Strasbourg, 08/04/2019

 

[1] Regulation (EC) No 1107/2009 of the European Parliament and of the Council of 21 October 2009 concerning the placing of plant protection products on the market: https://eur-lex.europa.eu/legal-content/EN/TXT/?uri=celex%3A32009R1107.

[2] Article 15(1) of the Pesticides Regulation.

[3] Article 4 of the Pesticides Regulation.

[4] The procedure is outlined in Articles 3 to 14 of Commission Implementing Regulation (EU) No 844/2012 setting out the provisions necessary for the implementation of the renewal procedure for active substances (hereafter Commission Implementing Regulation 844/2012): https://eur-lex.europa.eu/legal-content/EN/TXT/?uri=CELEX%3A32012R0844.

[5] More comprehensive information on the approval (and renewal) of active substances in pesticides can be found at https://www.efsa.europa.eu/en/applications/pesticides.

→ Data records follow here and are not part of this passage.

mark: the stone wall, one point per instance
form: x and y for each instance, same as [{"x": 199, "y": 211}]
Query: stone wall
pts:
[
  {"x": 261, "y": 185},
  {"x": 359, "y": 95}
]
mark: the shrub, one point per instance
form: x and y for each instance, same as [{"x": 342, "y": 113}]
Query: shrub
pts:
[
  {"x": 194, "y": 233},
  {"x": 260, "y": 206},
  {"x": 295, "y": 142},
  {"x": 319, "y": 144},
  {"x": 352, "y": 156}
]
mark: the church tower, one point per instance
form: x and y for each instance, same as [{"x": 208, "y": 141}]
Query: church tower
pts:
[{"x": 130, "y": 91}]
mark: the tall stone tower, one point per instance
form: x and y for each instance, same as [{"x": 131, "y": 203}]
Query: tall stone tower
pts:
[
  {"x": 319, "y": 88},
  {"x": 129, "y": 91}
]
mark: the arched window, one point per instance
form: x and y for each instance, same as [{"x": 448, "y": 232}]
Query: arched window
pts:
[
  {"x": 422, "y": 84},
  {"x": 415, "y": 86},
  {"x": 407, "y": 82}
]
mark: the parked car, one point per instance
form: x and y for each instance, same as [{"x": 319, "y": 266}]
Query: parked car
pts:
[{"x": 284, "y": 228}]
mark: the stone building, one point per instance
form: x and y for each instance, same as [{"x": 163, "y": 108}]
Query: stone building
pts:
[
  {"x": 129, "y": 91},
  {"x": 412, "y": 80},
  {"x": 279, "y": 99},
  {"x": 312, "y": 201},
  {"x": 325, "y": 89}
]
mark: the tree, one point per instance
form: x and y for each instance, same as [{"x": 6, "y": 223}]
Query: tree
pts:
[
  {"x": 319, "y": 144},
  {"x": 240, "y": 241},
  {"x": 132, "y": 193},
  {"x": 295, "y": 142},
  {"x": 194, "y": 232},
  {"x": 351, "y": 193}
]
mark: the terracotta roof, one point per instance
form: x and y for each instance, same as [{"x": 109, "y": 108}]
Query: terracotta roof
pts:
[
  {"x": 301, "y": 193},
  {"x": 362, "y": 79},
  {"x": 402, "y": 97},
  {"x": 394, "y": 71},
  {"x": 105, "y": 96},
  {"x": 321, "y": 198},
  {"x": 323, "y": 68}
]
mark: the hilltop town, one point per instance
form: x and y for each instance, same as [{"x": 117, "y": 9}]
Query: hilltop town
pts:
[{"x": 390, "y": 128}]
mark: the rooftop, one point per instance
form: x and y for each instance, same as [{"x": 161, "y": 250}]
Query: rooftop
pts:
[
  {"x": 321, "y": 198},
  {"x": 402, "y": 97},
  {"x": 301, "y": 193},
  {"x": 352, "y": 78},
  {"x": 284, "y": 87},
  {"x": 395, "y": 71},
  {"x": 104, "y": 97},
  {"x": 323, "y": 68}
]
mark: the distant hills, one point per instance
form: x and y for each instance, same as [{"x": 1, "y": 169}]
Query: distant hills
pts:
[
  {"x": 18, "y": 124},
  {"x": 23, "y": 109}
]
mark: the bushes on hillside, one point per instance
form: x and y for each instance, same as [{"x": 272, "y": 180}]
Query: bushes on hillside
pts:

[6] Standing Committees deliver opinions that inform the Commission's work on measures that it is planning. Such measures relate to the implementation of legislation that is already in force. The Commission consults the relevant committee depending on the policy area: food and feed safety, animal health and welfare, and plant health. Committee members are national experts who represent EU governments and public authorities. More information on the Standing Committee for Plants, Animals, Food and Feed: https://ec.europa.eu/food/committees/paff_en.

[7] Point 3.6.2 of Annex II to the Pesticides Regulation.

[8] Point 3.6.3 of Annex II to the Pesticides Regulation.

[9] Except where the risk of exposure is determined to be below a level that is considered to be hazardous. See Point 3.6.4 of Annex II to the Pesticides Regulation.

[10] Point 3.7.1 of Annex II to the Pesticides Regulation.

[11] The Commission refers to Article 17, first paragraph, of the Pesticides Regulation, which states that “... a decision shall be adopted” (emphasis added).

[12] This is the wording of Article 17 of the Pesticides Regulation.

[13] In line with Article 8 of Commission Implementing Regulation 844/2012.

[14] Based on the time limits for assessing applications for the re-approval of active substances set out in Commission Implementing Regulation 844/2012.

[15] The Commission stated that, in 90% of the cases, Rapporteur Member States do not respect the 12-month deadline. The Commission wrote to Member States concerning these systematic delays in February 2017, and received responses from 13 Member States listing reasons for the delays, such as the complexity of assessments, workload and lack of resources.

[16] See footnote 9.

[17] In particular, Commission Implementing Regulation 844/2012.

[18] In the context of the Commission's regulatory fitness and performance (REFIT) programme for reviewing existing legislation: https://ec.europa.eu/info/law/law-making-process/evaluating-and-improving-existing-laws/refit-making-eu-law-simpler-and-less-costly_en.  

[19] See also the decision of the Ombudsman of 18 February 2016 in case 12/2013/MDC on the practices of the European Commission regarding the authorisation and placing on the market of plant protection products (pesticides), available at: https://www.ombudsman.europa.eu/en/decision/en/64069

[20] Article 1(3) of the Pesticides Regulation.

[21] Article 1(4) of the Pesticides Regulation. According to the precautionary principle, if there is a suspicion that an activity or substance may have harmful consequences for health or the environment, the activity or substance should be controlled first, rather than waiting for incontrovertible scientific evidence

[22] Article 15(1) of the Pesticides Regulation.

[23] In particular, the different requirements in Implementing Regulation 844/2012 and Regulation 1272/2008 on the classification, labelling and packaging of substances and mixtures (https://eur-lex.europa.eu/legal-content/EN/TXT/?uri=celex:32008R1272).

[24] Recital 12 of the Pesticides Regulation.

[25] The six-month deadline for finalising ‘draft renewal reports’ is set out in Implementing Regulation 844/2012.